Oggi festa patronale con la sfilata del novello bue nel centro storico

LORETO APRUTINO. La festa di San Zopito non si ferma davanti al coronavirus. Oggi e domani, in occasione della festa del santo patrono, l’amministrazione comunale di Loreto Aprutino, in collaborazione con la “Compagnia dei Vetturali”, ha deciso di non interrompere la tradizione tricentenaria del paese, e di organizzare un momento simbolico per rendere omaggio a San Zopito Martire.
Questa mattina il novello bue, dopo il rito della vestizione, sarà cavalcato da un angioletto vestito di bianco e accompagnato dagli zampognari e dai rappresentanti della Compagnia dei Vetturali, sfilerà per le vie del centro storico, raggiungendo al termine della messa la chiesa di San Pietro Apostolo, luogo che custodisce le reliquie del santo. Qui verrà rinnovato il rito dell’inginocchiamento, unitamente alla benedizione da parte del parroco don Cesare Krzyzyk.

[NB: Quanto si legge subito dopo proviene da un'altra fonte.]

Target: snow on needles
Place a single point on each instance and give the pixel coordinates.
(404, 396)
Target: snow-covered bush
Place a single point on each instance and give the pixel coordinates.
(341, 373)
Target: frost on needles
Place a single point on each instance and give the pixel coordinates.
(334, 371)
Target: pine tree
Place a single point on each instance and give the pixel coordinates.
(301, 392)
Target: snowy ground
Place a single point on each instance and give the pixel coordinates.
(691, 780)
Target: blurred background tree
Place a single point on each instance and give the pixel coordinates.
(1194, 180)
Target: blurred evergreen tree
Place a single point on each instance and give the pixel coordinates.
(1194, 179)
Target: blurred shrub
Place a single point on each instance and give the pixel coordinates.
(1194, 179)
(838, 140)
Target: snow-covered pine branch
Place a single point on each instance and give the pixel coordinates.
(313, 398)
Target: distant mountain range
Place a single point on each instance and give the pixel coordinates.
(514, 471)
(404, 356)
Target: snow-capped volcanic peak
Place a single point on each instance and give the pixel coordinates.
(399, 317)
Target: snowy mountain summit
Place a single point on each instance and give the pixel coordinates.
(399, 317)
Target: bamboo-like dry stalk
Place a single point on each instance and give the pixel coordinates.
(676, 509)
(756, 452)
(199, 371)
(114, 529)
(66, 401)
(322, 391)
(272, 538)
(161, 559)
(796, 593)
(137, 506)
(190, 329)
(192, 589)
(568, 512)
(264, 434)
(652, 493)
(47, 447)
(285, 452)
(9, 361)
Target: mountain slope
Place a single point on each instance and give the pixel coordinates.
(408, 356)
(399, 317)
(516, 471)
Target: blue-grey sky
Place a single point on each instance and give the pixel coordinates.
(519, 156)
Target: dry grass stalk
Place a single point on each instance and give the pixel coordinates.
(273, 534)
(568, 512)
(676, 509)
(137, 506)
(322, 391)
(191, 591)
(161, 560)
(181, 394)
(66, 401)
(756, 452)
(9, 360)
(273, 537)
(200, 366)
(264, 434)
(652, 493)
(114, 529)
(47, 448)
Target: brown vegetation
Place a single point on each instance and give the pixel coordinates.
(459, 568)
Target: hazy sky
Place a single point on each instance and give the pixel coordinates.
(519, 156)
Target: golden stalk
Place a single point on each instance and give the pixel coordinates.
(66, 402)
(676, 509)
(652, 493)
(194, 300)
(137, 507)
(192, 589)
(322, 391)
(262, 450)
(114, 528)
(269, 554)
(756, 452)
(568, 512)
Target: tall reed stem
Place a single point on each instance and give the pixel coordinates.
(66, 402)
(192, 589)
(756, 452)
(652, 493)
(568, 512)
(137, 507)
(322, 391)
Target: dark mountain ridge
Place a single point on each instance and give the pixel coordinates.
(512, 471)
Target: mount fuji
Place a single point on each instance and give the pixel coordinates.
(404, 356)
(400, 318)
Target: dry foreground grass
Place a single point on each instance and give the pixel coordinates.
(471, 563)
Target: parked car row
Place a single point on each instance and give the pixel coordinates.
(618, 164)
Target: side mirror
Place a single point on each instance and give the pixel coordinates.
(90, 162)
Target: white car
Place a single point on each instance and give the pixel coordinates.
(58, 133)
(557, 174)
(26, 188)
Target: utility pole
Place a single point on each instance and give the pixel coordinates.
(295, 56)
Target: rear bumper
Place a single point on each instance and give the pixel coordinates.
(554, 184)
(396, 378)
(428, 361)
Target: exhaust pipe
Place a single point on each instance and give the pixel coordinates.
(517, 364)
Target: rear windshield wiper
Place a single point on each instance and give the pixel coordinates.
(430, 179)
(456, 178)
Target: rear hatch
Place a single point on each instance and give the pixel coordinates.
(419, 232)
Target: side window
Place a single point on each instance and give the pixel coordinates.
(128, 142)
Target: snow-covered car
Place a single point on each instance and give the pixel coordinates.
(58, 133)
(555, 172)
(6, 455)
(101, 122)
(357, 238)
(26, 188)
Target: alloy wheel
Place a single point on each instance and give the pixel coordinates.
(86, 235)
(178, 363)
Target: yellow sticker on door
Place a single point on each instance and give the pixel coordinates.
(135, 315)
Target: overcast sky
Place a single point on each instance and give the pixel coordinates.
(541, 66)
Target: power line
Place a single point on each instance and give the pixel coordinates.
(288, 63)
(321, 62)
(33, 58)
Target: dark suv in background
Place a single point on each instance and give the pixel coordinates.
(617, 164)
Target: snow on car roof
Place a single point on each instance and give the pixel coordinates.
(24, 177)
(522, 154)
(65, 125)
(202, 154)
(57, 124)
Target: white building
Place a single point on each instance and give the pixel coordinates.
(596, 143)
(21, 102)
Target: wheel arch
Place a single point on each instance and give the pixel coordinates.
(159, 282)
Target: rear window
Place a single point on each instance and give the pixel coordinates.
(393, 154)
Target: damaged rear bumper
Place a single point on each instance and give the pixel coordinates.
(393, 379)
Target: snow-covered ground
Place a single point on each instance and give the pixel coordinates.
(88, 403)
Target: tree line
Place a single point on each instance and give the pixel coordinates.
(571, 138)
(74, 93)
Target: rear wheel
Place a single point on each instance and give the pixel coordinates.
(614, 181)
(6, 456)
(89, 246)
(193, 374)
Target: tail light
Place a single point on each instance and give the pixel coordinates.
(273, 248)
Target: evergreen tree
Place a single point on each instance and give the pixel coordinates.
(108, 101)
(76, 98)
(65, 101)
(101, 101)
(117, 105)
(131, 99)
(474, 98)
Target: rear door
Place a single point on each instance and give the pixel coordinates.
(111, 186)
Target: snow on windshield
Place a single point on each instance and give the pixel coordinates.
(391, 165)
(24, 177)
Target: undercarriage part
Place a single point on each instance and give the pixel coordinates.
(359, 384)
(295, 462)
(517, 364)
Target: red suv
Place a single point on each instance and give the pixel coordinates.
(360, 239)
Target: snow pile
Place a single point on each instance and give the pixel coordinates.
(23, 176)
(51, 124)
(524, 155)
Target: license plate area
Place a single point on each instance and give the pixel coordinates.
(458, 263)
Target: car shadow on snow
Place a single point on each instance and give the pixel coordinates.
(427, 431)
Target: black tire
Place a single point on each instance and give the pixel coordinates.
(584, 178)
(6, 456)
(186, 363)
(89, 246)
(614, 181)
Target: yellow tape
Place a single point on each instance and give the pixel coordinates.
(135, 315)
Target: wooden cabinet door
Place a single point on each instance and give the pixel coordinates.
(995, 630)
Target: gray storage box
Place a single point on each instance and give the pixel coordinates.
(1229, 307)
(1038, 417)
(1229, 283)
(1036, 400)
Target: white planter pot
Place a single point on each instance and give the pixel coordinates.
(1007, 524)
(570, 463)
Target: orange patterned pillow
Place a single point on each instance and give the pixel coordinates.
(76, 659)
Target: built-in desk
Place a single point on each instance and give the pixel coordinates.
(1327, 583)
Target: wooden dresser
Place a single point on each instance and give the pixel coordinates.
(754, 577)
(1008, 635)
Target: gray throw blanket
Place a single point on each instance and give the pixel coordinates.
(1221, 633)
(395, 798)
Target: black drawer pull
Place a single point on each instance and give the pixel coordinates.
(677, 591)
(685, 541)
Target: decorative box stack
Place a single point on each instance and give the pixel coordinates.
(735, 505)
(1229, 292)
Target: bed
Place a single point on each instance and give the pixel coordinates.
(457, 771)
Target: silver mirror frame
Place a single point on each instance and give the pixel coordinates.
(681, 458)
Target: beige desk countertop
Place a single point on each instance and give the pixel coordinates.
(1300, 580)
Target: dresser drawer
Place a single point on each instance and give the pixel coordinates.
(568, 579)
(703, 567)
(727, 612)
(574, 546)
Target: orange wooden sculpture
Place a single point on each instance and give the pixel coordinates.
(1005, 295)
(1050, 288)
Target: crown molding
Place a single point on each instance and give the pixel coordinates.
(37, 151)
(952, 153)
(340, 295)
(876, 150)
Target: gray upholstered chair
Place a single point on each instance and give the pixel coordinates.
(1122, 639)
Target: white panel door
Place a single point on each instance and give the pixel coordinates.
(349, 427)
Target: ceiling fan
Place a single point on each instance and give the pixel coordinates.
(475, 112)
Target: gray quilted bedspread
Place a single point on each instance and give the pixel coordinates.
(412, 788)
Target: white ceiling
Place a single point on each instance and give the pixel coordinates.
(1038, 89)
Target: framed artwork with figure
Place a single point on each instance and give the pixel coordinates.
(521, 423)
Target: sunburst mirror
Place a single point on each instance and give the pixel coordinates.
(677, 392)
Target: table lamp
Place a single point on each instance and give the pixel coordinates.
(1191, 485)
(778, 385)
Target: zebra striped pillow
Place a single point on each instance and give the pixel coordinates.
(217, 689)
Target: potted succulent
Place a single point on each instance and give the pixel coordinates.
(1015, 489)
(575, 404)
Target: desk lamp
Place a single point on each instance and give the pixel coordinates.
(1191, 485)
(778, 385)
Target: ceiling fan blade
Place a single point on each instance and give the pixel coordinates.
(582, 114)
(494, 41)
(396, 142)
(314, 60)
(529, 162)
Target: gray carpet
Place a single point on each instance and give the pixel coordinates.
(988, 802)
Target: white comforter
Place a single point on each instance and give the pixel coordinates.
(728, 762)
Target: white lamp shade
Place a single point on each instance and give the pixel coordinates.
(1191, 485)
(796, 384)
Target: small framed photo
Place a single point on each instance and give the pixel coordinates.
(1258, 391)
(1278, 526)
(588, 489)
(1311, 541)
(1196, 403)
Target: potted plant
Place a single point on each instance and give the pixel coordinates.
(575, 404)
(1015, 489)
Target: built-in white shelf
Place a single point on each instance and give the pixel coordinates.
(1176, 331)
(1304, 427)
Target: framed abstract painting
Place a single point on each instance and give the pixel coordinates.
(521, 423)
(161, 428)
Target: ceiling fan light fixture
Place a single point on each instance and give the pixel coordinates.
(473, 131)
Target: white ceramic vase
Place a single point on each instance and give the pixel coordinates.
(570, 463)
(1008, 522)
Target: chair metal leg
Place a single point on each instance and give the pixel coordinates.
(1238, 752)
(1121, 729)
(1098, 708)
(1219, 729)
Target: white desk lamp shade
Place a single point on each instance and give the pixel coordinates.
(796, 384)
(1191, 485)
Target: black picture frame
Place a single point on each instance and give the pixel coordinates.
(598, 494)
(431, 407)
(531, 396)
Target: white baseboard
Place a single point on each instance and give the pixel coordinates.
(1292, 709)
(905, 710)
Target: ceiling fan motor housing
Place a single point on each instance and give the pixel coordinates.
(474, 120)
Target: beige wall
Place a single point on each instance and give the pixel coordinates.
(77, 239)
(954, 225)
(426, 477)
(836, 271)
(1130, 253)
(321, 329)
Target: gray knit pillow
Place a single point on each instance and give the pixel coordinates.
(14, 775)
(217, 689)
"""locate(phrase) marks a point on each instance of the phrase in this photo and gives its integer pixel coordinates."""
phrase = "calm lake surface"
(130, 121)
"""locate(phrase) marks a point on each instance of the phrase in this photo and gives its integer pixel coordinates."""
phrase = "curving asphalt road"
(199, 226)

Questa mattinata sarà presentata l’opera scultorea “Supinus 1711-2020”, realizzata dall’artista loretese Ester Crocetta e donata dalla stessa al Comune di Loreto Aprutino. L’opera è un mezzo busto di un bue impresso nel bianco candido su colonna in marmo. Esposta nello studio dell’artista, in via Martiri Angolani a Loreto, la scultura potrà essere visitata fino al 14 giugno dalle 9 alle 18. Domani ci sarà invece la solenne celebrazione alle 19 nella chiesa di San Pietro Apostolo.
«Più che una festa», dice il sindaco Gabriele Starinieri, «sarà una funzione religiosa che dovrà essere raccolta e dedicata a chi ha lottato e a chi non c’è più, ma anche un momento simbolico per non perdere le nostre tradizioni. Invitiamo a vivere questi momenti di festa con atteggiamento consapevole della gravità di questa epidemia, che sembra attenuarsi ma resta pericolosa».